I'd like to graph the function of and object falling to earth from a point high enough that air density has an effect on the rate the object falls due to gravity. I'm not really sure where to start though. I'm thinking about that guy that jumped from the highest point ever free-falled from and broke the sound barrier.
What do you think would best show the change in gravity due to the change in air resistance against an object? I was thinking that I'd have to first find an equation for the amount of air at different altitudes. Then calculate the level of air resistance and apply it to the amount of air equation. Then figure out how that applies to gravity at different altitudes. I hope that helps clear up what I'm getting at.

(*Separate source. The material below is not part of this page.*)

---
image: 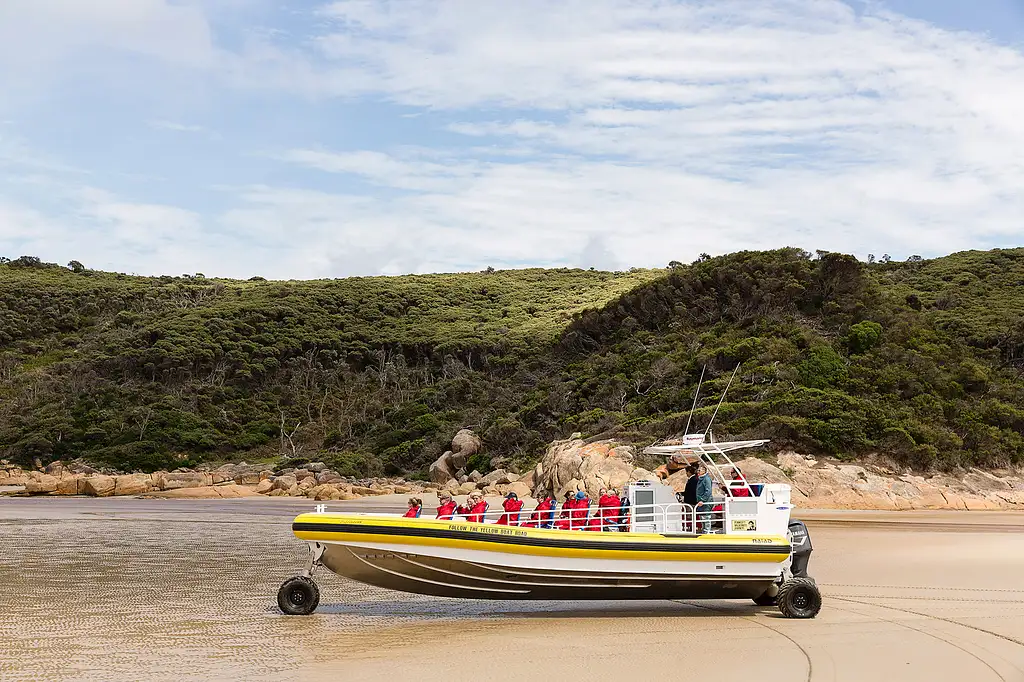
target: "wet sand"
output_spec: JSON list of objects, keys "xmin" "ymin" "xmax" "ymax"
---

It's not clear what you mean by 'the change in gravity due to the change in air resistance against an object'. You should review Newton's Law of Gravitational attraction: F = Gm1m2/r^2
I believe he is talking about rate of descent and the effect varying atmospheric densities would have on a falling object of something like the size of a person. So that rate of descent would become variable due to the area resistance would be placed upon.
Eventually, a terminal velocity should be reached when the weight of the body balances the drag force.

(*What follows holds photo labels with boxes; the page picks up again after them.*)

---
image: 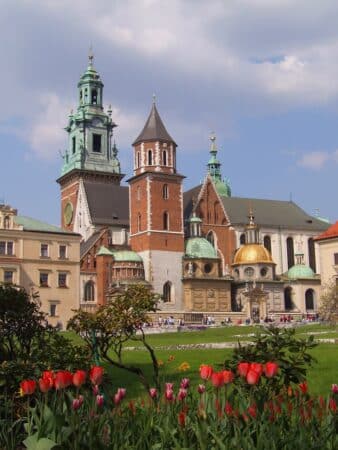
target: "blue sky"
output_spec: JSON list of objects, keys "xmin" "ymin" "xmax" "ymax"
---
[{"xmin": 0, "ymin": 0, "xmax": 338, "ymax": 224}]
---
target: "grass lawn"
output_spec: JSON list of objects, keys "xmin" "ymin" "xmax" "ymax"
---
[{"xmin": 62, "ymin": 324, "xmax": 338, "ymax": 398}]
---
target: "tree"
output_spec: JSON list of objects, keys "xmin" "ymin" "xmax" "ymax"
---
[
  {"xmin": 67, "ymin": 285, "xmax": 160, "ymax": 391},
  {"xmin": 319, "ymin": 278, "xmax": 338, "ymax": 325}
]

The terminal velocity depends on the density of the medium (air). An object falling from a very great height would first reach a rather high terminal velocity corresponding to the low density of air at high altitude. As it falls into denser air, the terminal velocity decreases. To put it another way, the object's drag coefficient increases with air density. If the drag coefficient is constant, it's possible to solve the differential equation of motion exactly for certain cases. With a variable drag coefficient, you'd have to solve the differential equation numerically.
At extreme heights there's less gravity. A falling person would fall slower, but there's less air resistance at those heights, so a person would fall faster. The guy that did a free fall from 128,100 ft broke the speed of sound. I'd like to calculate the change in speeds he fell and view it on a graph. I'd imagine he broke the speed of sound but slowed down as he got closer to earth. I'd also like to know if he slowed down to the standard terminal velocity eventually.
This is not true. Drag coefficient is independent of air density. In fact, that's a large part of the reason why you want a drag coefficient in the first place - it's dimensionless, and largely independent of both air density and airspeed (across a fairly broad range of speeds, though if you start approaching the speed of sound or higher, this can change), and is effectively only dependent on the geometry of the object in the flow. Drag force increases with air density (all else equal), but not drag coefficient.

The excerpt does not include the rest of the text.